You are viewing a plain text version of this content. The canonical link for it is here.
Posted to users@jena.apache.org by Martin Vassilev <mr...@gmail.com> on 2013/08/05 15:15:14 UTC
jena framework performance
Hi all,
I would like to ask you a few questions about Jena.
I read in the documentation that
*Note:* Although OWL version 1.1 is now a W3C recommendation, Jena's
support for OWL 1.1 features is limited
1. Can you tell me what exactly is not supported (or what is supported)
from the OWL 1.1 and what version of OWL is fully supported.
2. Can Jena handle 2 or 3 billions of triples using TDB.
3. Is it possible to switch TDB with SDB relatively easy ?
Martin
Re: TDBLoader vs TDBloader2
Posted by Andy Seaborne <an...@apache.org>.
On 09/08/13 01:02, Charles Li wrote:
> Hi, All:
tdbloader is script, as is tdbloader2.
TDBLoader is a class in TDB that implements tdbloader.
There is no equivalent clas for tdbloader2 - it simply does not work
that way.
> 1. Is there any difference between the resultant data stores from the same RDF file using TDBLoader and TDBLoader2?
They contain the same triples and behave exactly the same.

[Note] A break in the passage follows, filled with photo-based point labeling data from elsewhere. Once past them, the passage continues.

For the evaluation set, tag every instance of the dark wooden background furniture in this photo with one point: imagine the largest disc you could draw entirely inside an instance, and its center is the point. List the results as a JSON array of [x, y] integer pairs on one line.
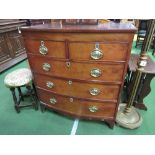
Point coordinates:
[[12, 48], [79, 70], [144, 87]]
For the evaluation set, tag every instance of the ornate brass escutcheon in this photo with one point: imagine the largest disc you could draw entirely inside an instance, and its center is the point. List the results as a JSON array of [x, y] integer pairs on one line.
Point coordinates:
[[96, 53], [93, 109], [53, 100], [70, 82], [94, 91], [71, 99], [68, 64], [49, 84], [43, 49], [96, 72], [46, 66]]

A tdbloader2
built is slightly more compact but that compactness will slowly
disappear as data is added to the
Both loaders are optimizing the case of loading an empty store.

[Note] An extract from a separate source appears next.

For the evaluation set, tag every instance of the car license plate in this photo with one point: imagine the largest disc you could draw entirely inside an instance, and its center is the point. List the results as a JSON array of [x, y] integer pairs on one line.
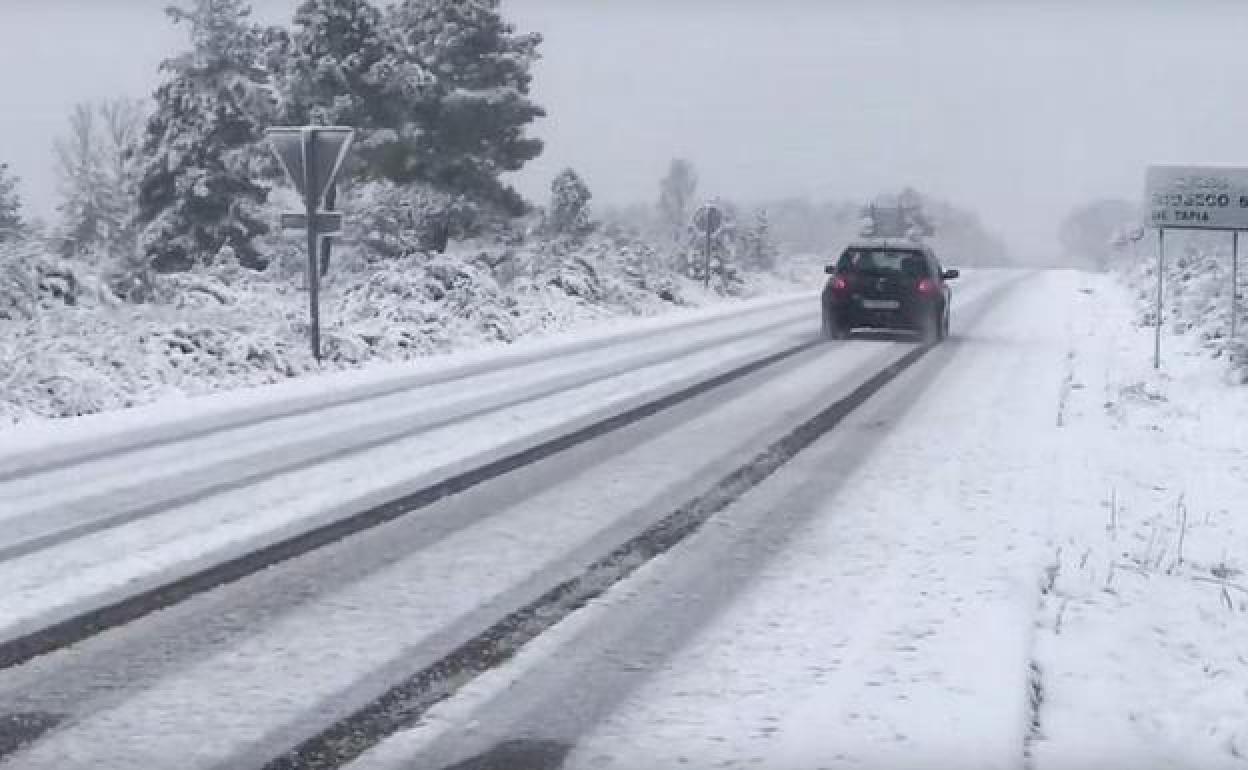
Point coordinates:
[[881, 305]]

tdbloader will fall back and load into an existing store.
tdbloader2 won't - it'll destroy the old data.
> 2. What are some of the highlights of differences between TDBLoader and TDBLoader2?
tdbloader2 can be faster. It only runs on Linux/unix machines, not MS
Windows.
Indeed, if your sort(1) has --parallel, tdbloader2 can do some work in
parallel. See the script for details.
>
> 3. What are the guidelines on when to use TDBLoader and when to use TDBLoader2?

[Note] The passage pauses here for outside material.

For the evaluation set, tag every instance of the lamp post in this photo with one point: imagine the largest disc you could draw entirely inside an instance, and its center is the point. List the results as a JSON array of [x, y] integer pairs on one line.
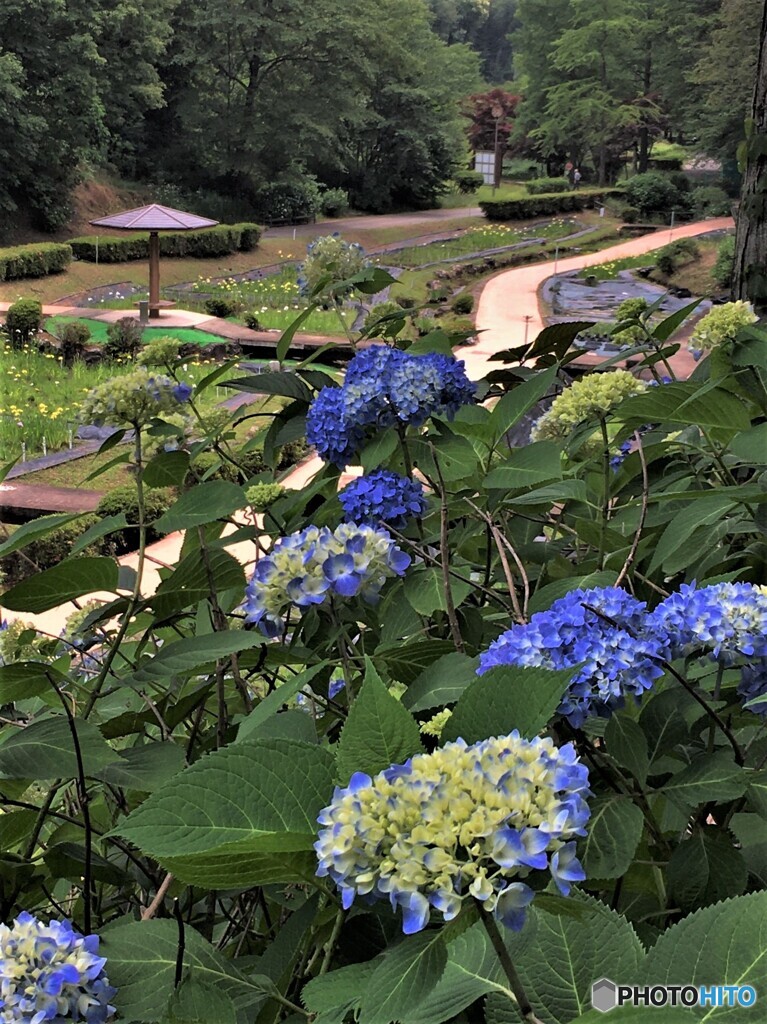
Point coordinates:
[[497, 113]]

Use tdbloader unless your into the 100's of millions of triples.
Then try each and see what happens.
>
> Thanks a lot in advance!
> - Charles
>
Andy
TDBLoader vs TDBloader2
Posted by Charles Li <ch...@gmail.com>.
Hi, All:
1. Is there any difference between the resultant data stores from the same RDF file using TDBLoader and TDBLoader2?
2. What are some of the highlights of differences between TDBLoader and TDBLoader2?
3. What are the guidelines on when to use TDBLoader and when to use TDBLoader2?
Thanks a lot in advance!
- Charles
Re: jena framework performance
Posted by Andy Seaborne <an...@apache.org>.
Hi Martin,
Jena provides APIs to all SPARQL functionality. You can use any SPARQL
compliant store. 4Store is one such store (nearly complete SPARQL 1.1 -
no property paths currently IIRC). It was built to handle data in the
volume you're talking about.
Andy
On 06/08/13 14:33, Martin Vassilev wrote:
> OK thnks, I see that Jena TDB/SDB won't fit for my needs. Is it possible
> to use Jena with 4store, i.e. take advantage of 4store performance and
> scalability and Jena's API ?
>
> Martin
>
> On 08/06/2013 01:18 PM, Andy Seaborne wrote:
>> On 05/08/13 23:01, Dave Reynolds wrote:
>>> On 05/08/13 14:15, Martin Vassilev wrote:
>>>> Hi all,
>>>>
>>>> I would like to ask you a few questions about Jena.
>>>>
>>>> I read in the documentation that
>>>> *Note:* Although OWL version 1.1 is now a W3C recommendation, Jena's
>>>> support for OWL 1.1 features is limited
>>>
>>> I assume you mean OWL 2, if I recall correctly that was called OWL 1.1
>>> for a while before the full extent of the changes were apparent.
>>>
>>>> 1. Can you tell me what exactly is not supported (or what is supported)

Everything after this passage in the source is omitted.